Facebook’s “Village” plan raises questions

Daily Post Staff Writer

Facebook’s proposal to develop a 59-acre business park on Willow Road in Menlo Park into a “Village” with homes, stores and 1.75 million square feet of office space doesn’t answer some major questions about housing and traffic.

The unanswered questions include:

• How many jobs will it add?

• Where will they live, considering the region is in the midst of a housing shortage?

• How will they get to and from work? Traffic is already congested in the area.

To answer the first question, the city will probably apply a ratio of square feet per employee to the total of 1.75-million square feet of office space. Senior City Planner Kyle Perata said the planning department is still reviewing Facebook’s proposal and will decide later what ratio to use.

At one time, it was a rule of thumb that a company needed 250 square feet per employee. That’s when companies were fond of having employees work in a cubicle. Today, tech companies have dropped the cubicles for benches, where workers sit shoulder to shoulder. Today, the ratio for tech companies is 150 square feet per employee.
Using that ratio, the village would have 11,666 employees.

Facebook declined to say how many employees it would put in the village.
However, the company’s current expansion on Constitution Drive will provide office space for 6,550 new employees once completed.

The city budget says that Facebook — the city’s largest employer by far — has a total of 9,350 employees. They work in two areas, the old SunMicrosystems campus on the Bayfront Expressway and the Frank Gehry-designed building at Bayfront and Willow that opened last year.


Another question is where will the employees live? The 1,500 homes in the Village project were promised during the approval project of the Constitution Drive development. No additional homes were proposed for the 1.75 million square foot office expansion.

Of the 1,500 homes in the Village, 225 will be for low-income renters, a requirement of city approval of the Constitution Drive project.

According to the Village project description, 400 of the homes are slated to be built by 2021, then the first phase of the office development will be completed. The other 1,100 homes will be built during the company’s “phase two” of construction, which could be built at least three years after the first phase is completed, according to the project description.

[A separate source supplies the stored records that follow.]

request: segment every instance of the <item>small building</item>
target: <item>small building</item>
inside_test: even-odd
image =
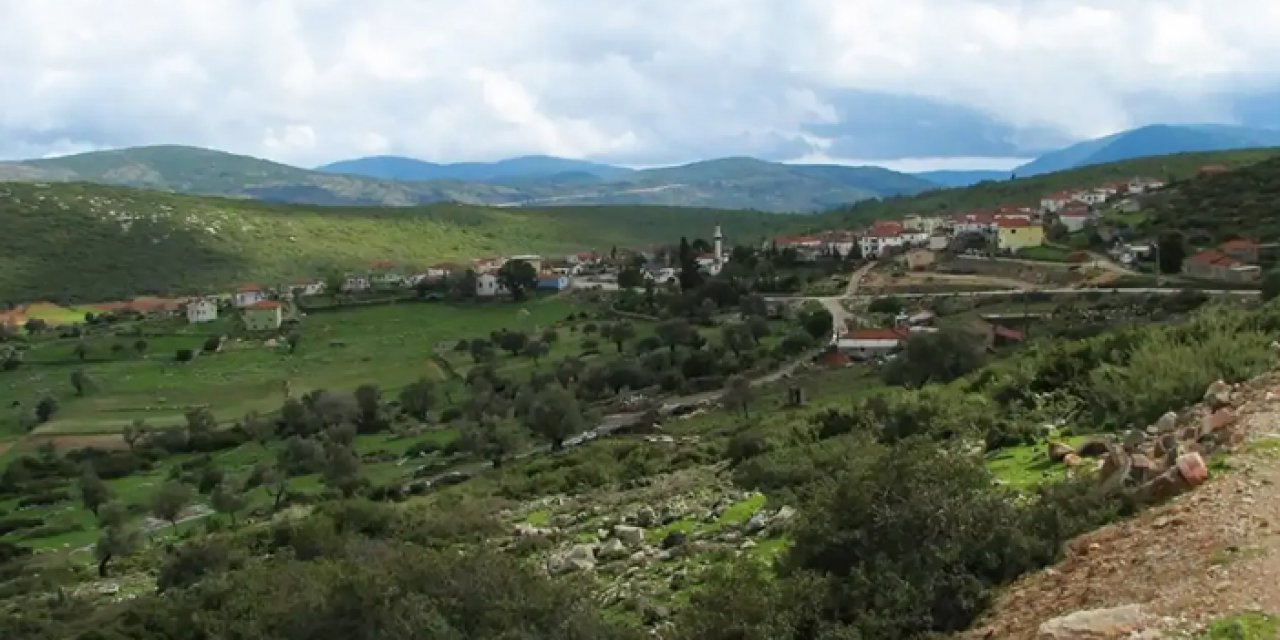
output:
[[[996,249],[1016,252],[1044,244],[1044,227],[1022,218],[1001,218],[996,223]]]
[[[858,248],[867,260],[883,257],[904,244],[906,239],[902,237],[902,230],[892,227],[873,228],[858,239]]]
[[[1058,214],[1058,222],[1071,233],[1084,231],[1085,225],[1092,219],[1093,216],[1088,211],[1081,209],[1065,209]]]
[[[1164,181],[1156,178],[1137,177],[1129,180],[1129,193],[1146,193],[1164,188]]]
[[[536,256],[533,254],[511,256],[510,258],[507,258],[506,260],[504,260],[503,264],[506,264],[507,262],[513,262],[515,260],[519,260],[521,262],[527,262],[529,263],[529,266],[533,267],[533,270],[535,273],[542,273],[542,256]],[[499,268],[501,268],[501,265],[499,265]]]
[[[1225,164],[1206,164],[1196,170],[1198,176],[1216,176],[1230,171]]]
[[[929,236],[928,246],[930,251],[944,251],[950,244],[951,238],[947,236],[946,231],[941,229],[934,231],[933,235]]]
[[[945,229],[947,221],[940,216],[922,216],[912,213],[902,218],[902,226],[908,231],[920,231],[928,236]]]
[[[928,249],[912,249],[903,254],[903,261],[907,263],[907,268],[912,271],[919,271],[932,267],[938,261],[938,256]]]
[[[212,298],[193,298],[187,302],[187,322],[200,324],[218,319],[218,302]]]
[[[284,305],[275,300],[262,300],[245,307],[241,316],[249,331],[276,331],[284,323]]]
[[[342,281],[342,290],[348,293],[354,291],[368,291],[372,288],[373,283],[364,276],[347,276],[347,279]]]
[[[498,281],[498,276],[493,273],[482,273],[476,276],[476,295],[481,298],[492,298],[495,296],[509,295],[511,292],[507,287]]]
[[[1250,283],[1262,279],[1260,267],[1245,264],[1217,249],[1201,251],[1183,260],[1182,273],[1192,278],[1220,282]]]
[[[266,299],[267,292],[265,289],[256,284],[246,283],[240,285],[240,288],[236,290],[235,304],[236,308],[244,309]]]
[[[1218,250],[1240,262],[1258,262],[1258,243],[1246,238],[1228,240],[1218,245]]]
[[[905,329],[855,329],[836,338],[836,350],[855,360],[889,355],[902,348]]]
[[[567,275],[544,273],[538,276],[538,291],[564,291],[570,284]]]

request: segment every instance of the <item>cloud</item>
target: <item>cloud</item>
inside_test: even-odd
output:
[[[1269,0],[0,0],[0,157],[1016,155],[1269,115],[1278,57]]]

“With 1,500 housing units, Facebook isn’t holding up its end of the bargain,” said Brielle Johnck, a member of Voters for Equitable and Responsible Growth, or VERG. “Facebook has a moral obligation to house their office employees and the Menlo Park Council has the duty to require Facebook to do just that.”

Will council push for housing?

According to city planner Perata, it’s up to council members to ask for more housing, if they wish to do so. He said the planning process is still in its early stages, and no council meetings about the Village project have been held.

Former council candidate Cecilia Taylor said Facebook is adding to the city’s housing problem, but is wary of adding more housing to the east side of Highway 101 due to the congestion that already exists there.

Taylor and Johnck are also concerned that the Village will only make traffic worse.
In the social media company’s announcement of the project on Friday, it mentioned that use of the abandoned Dumbarton rail line might be a solution.

The Dumbarton

The Dumbarton, which stopped running in 1982, extended from the East Bay, across the Bay on a rail bridge parallel to the existing highway bridge, and then along the Bayfront Expressway. From there, it cuts through several neighborhoods until it connects with the Caltrain tracks in Redwood City.

Restarting the Dumbarton line would require the rehabilitation or reconstruction of the bridge. One study, in 1999, put the cost of the necessary improvements at $130 million. With inflation, that would cost about $190 million today.
Taylor said Facebook’s interest in rebuilding the Dumbarton rail line is “promising.”
“This would get Facebook employees out of their cars and out of the Belle Haven neighborhood. The council should make the rebuilding of the old Dumbarton Bridge rail project a requirement (for the project,” Taylor said.

Johnck also expressed interest in the Dumbarton rail corridor, saying it would relieve neighborhoods that experience a lot of cut through traffic.

However, Facebook doesn’t lay out any plans in the Village proposal for revamping the abandoned rail line, but does include a plaza for when the corridor is completed.
Facebook previously committed to funding a series of transportation studies, including a $1 million study on the abandoned rail line. Facebook said if a project proposal comes out of the study, it would contribute $1 million toward the project.

The Village proposal is currently being reviewed by city planners and it is unknown when there may be any meetings regarding the project.